Logging has changed a lot in the past few years. It went from being something that you only do when there’s an error – to now logging every little bit of information you can. Why has this changed? Well, for starters, we now have better tools to read logs. Previously, we used to just store them as text somewhere. Maybe if you’re fancy, you’d store it in a database. Can you imagine combing through these files – looking for that one error that customer X reported? No, probably not. Especially when files ended up being 1GB or more. Having to open that file in a text editor was hell. But things change.
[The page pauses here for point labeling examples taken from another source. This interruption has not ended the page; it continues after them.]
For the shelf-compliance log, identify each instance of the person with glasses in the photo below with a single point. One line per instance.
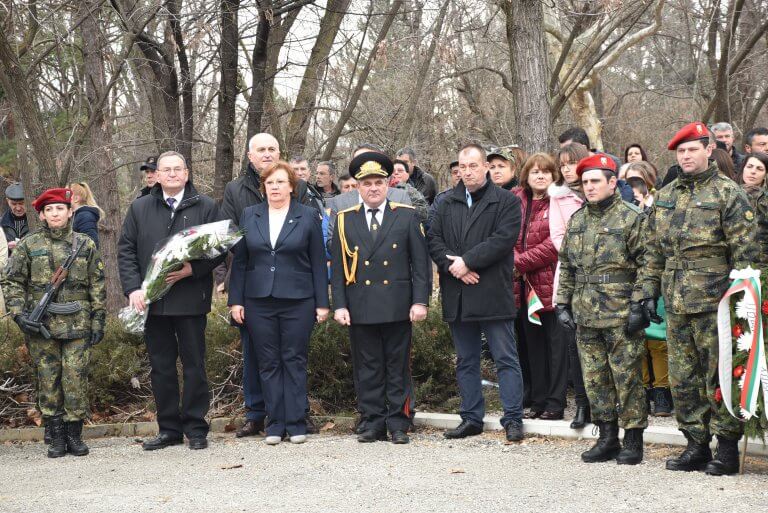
(176, 323)
(278, 289)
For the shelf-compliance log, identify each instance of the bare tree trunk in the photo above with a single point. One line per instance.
(225, 131)
(26, 112)
(298, 124)
(528, 64)
(333, 140)
(421, 78)
(99, 160)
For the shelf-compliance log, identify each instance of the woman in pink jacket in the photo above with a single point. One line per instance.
(564, 200)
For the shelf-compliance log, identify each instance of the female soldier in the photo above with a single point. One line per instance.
(75, 322)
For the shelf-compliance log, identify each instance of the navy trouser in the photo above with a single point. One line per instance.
(169, 338)
(280, 330)
(252, 394)
(501, 341)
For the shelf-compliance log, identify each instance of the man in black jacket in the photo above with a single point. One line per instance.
(14, 221)
(176, 323)
(471, 240)
(423, 181)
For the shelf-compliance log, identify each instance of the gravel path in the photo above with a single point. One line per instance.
(332, 472)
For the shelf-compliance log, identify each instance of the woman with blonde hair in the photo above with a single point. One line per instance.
(87, 212)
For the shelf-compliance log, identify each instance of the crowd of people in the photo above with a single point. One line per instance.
(571, 268)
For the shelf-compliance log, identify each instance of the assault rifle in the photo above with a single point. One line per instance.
(46, 304)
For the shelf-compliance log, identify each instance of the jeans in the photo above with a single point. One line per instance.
(501, 341)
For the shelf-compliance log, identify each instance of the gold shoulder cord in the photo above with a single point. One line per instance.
(349, 269)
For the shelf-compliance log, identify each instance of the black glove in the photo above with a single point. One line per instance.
(27, 326)
(565, 317)
(650, 310)
(96, 337)
(638, 318)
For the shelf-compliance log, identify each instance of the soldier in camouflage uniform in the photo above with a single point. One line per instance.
(599, 260)
(62, 360)
(700, 228)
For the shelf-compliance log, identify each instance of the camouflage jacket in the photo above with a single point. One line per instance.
(602, 239)
(758, 197)
(701, 226)
(31, 267)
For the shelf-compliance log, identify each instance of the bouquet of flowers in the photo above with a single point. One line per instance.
(202, 242)
(742, 369)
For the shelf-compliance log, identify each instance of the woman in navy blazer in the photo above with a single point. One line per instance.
(278, 289)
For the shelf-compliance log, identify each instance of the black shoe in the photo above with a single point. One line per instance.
(696, 456)
(551, 415)
(360, 427)
(726, 462)
(607, 446)
(75, 444)
(312, 428)
(632, 452)
(371, 435)
(161, 441)
(662, 402)
(514, 431)
(198, 443)
(399, 437)
(582, 417)
(58, 445)
(251, 428)
(47, 433)
(465, 429)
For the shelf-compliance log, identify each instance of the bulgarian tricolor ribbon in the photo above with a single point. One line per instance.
(746, 281)
(534, 305)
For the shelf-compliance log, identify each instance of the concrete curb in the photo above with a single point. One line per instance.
(561, 429)
(556, 428)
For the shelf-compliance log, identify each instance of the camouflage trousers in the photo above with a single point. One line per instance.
(62, 376)
(693, 354)
(612, 363)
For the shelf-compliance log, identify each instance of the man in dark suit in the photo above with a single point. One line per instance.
(471, 240)
(380, 285)
(176, 323)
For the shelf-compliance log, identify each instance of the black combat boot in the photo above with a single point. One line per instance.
(662, 402)
(75, 444)
(581, 418)
(607, 446)
(58, 445)
(727, 461)
(632, 452)
(694, 457)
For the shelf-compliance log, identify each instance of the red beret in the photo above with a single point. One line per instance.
(695, 131)
(52, 196)
(596, 161)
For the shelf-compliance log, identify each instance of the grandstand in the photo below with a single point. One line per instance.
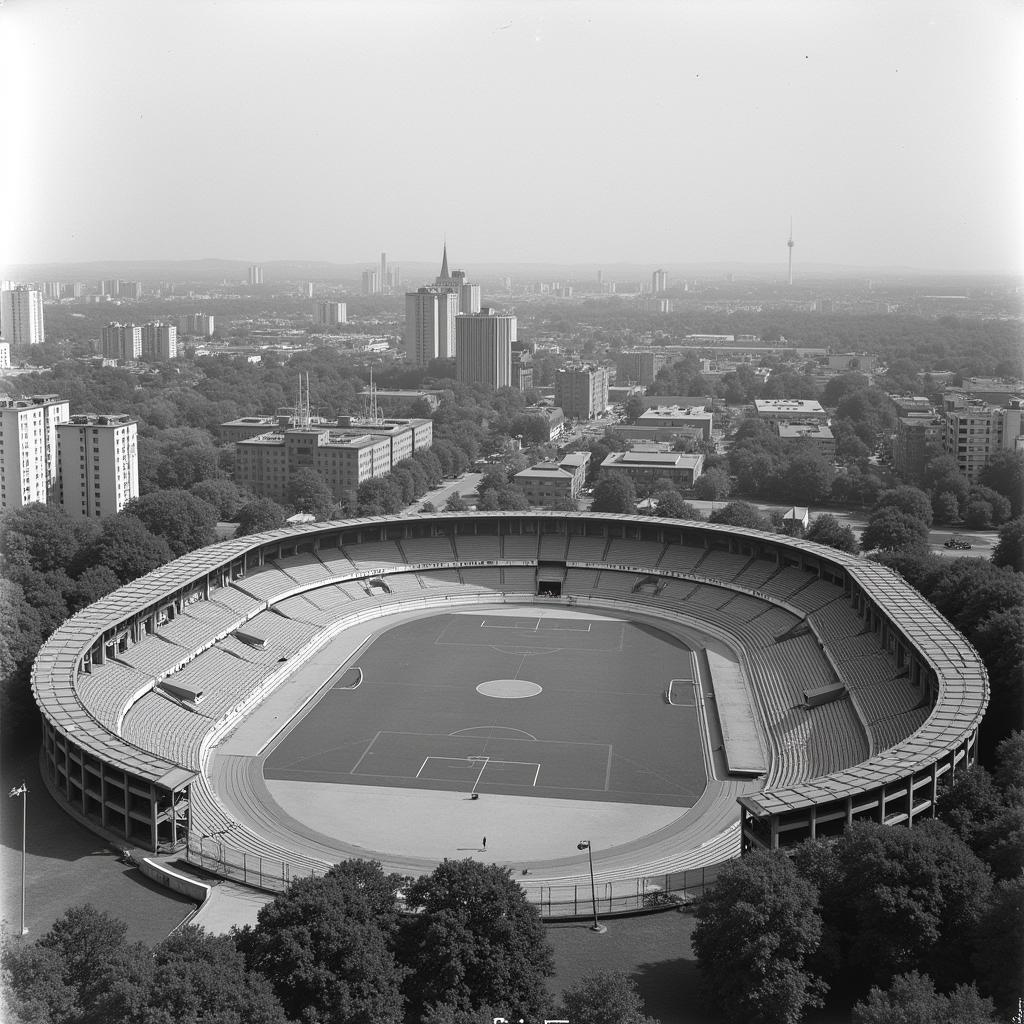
(860, 693)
Most languages or logging frameworks come with built-in levels for logging. Debug is usually the lowest level of logging that most people won’t need and you won’t need to send to your log database. Here is where you store things like “Method reached this point” – if you’re so inclined. I don’t think I’ve needed debug except for testing (or JS debugging). The next level is info. This is stuff you may want to keep. You might store here important calls or tasks. A warning is the next level. You’ll probably want to store exceptions or errors that you handle and recover from easily. The last level is an error. This may either by an unrecoverable exception/error or just a really bad error.
Along came Elastic Search
Over the past few years, I’ve been hearing a lot about Elastic Search. From how I understand it (being a more front-end guy – rather than dev-ops/backend focused), Elastic Search is a place where you can store all of your log messages and read them quickly. They provide a dashboard (Kibana) to visualise and drill down on your exceptions. Now, in .NET this is really easy if you use something like Serilog. All you need to do is add the ElasticSearch sink and configure it and you’re done. No need to write extra code! So you can just swap over your file-based log to a more sophisticated setup easily.
Logging as a Service
I’ve only had experience with Raygun, but I’m sure there are more sites that offer to log as a service. My experience with Raygun was pretty positive (I can’t say what it costed though as I wasn’t in charge of the budget). Raygun made logging quite smart. What it did was it grouped similar exceptions together – so that in the end – you would have an overview of what your most common exceptions are. This provided much-needed information to make decisions about what bugs to tackle or what would make the most impact or how often a bug was impacting customers.
How much is too much?
With the above changes in mind, I think we can safely say that you can’t really log too much. All this data that you collect – what is clicked and what is not – will be useful to your data scientists. You’ll be able to determine with data what works and doesn’t. This will give you a competitive edge. So, to answer the title question – there is no such thing as too much logging. Obviously – I don’t mean PII (Personal Identifying Information). You should avoid logging PII – especially things like credit cards or passwords. Avoid logging those at all costs.
And that’s it. You can log just about every interaction, every click or every error. What will come from this? Information. Information that your business can use now or in the future to make informed decisions. Because without the data – you’re just guessing.